Disability insurance companies aren’t very good at retaining employees for very long. I’ve found that once most individuals find out that the job of a claims handler is not “quality claims management” but denying claims, they leave in droves. The stress of the job is yet another reason to push employees out the door for better prospects in less stressful jobs. Finally, claims handlers are told that if they can’t make the denial targets after 24 months, they need to look for other jobs.
Insurance companies have problems when employees leave the company. There are at least 150+ claims per employee that need to be transferred to someone else.
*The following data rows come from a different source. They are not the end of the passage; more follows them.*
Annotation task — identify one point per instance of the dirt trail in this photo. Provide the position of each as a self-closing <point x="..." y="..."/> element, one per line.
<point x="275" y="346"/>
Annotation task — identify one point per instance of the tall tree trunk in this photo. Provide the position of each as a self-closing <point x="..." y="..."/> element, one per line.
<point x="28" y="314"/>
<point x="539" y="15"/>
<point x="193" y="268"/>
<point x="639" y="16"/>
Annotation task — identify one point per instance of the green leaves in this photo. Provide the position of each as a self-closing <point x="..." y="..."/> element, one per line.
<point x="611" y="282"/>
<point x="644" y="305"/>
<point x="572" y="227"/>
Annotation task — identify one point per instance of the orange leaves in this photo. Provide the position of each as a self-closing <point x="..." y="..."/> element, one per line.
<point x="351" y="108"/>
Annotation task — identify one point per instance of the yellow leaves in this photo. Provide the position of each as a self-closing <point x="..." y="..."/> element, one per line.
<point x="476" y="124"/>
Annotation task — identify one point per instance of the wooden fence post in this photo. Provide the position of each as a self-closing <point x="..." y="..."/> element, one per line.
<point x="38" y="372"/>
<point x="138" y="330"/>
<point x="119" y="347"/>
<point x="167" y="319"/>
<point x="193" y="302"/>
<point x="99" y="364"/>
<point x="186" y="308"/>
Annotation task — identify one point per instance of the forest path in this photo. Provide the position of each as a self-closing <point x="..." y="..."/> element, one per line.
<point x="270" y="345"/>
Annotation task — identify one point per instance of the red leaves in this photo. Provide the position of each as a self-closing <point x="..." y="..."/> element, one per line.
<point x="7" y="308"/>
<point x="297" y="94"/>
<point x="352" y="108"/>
When they are, claims handlers usually start the entire investigative process over again to their own liking by demanding updated medical information, phone interviews etc. Today, in lieu of “reading the file”, most claims handlers start the process over with new information requests.
Claims handlers always think that they are the only ones on the floor who know what they’re doing. Receiving new claims formerly managed by someone else gives the new claims handler an opportunity to show that only they can do “the job right.”
Of course from the perspective of the insured, it’s a real pain. New medical forms to hunt down, questionnaires, demands for phone interviews, phone calls etc. Regardless of the amount of time an insured has been on claim, new handlers will invariably begin all over again with multiple requests to improve their own performance ratings.
Insurance companies play “musical chairs” with claims all the time. Usually, letters are sent out notifying insureds that claims have been transferred to someone else. You can be sure requests for new information will be forthcoming. When I worked for Unum two decades ago all claims handlers were expected to “read entire claim files” and have a basically familiarity with all of the claims in their blocks. Today, it appears to me that handlers rarely read beyond the top 10 pages, which is why they request new information all of the time.
Not being able to retain trained and experienced claims handlers is viewed as a negative by those companies who determine Bond Ratings. Insurance companies are expected to have stable claim review environments, but they rarely do because of the nature of the business. Transferring claims from one claims handler to the next encourages lost paperwork, and lack of support for continued benefits.
BUT, insurers continue to have the attitude, “well, I can always find others to fill the jobs.” Enter, new employees, untrained and inexperienced. It’s a disaster that creates “backlogs” (near death to an insurance company), and even more employees leaving due to the disorganization of the whole process.
To insureds it means one hassle after another, insecurity, and continual processing of new paperwork. When insureds receive “hand-off” letters there should always be an expectation of receiving additional requests for information. New claims handlers like to make great first impressions, but requesting an over abundance of paperwork isn’t going to gain them support from insureds.
Sometimes all insureds can do is “just hang on and go with the process.”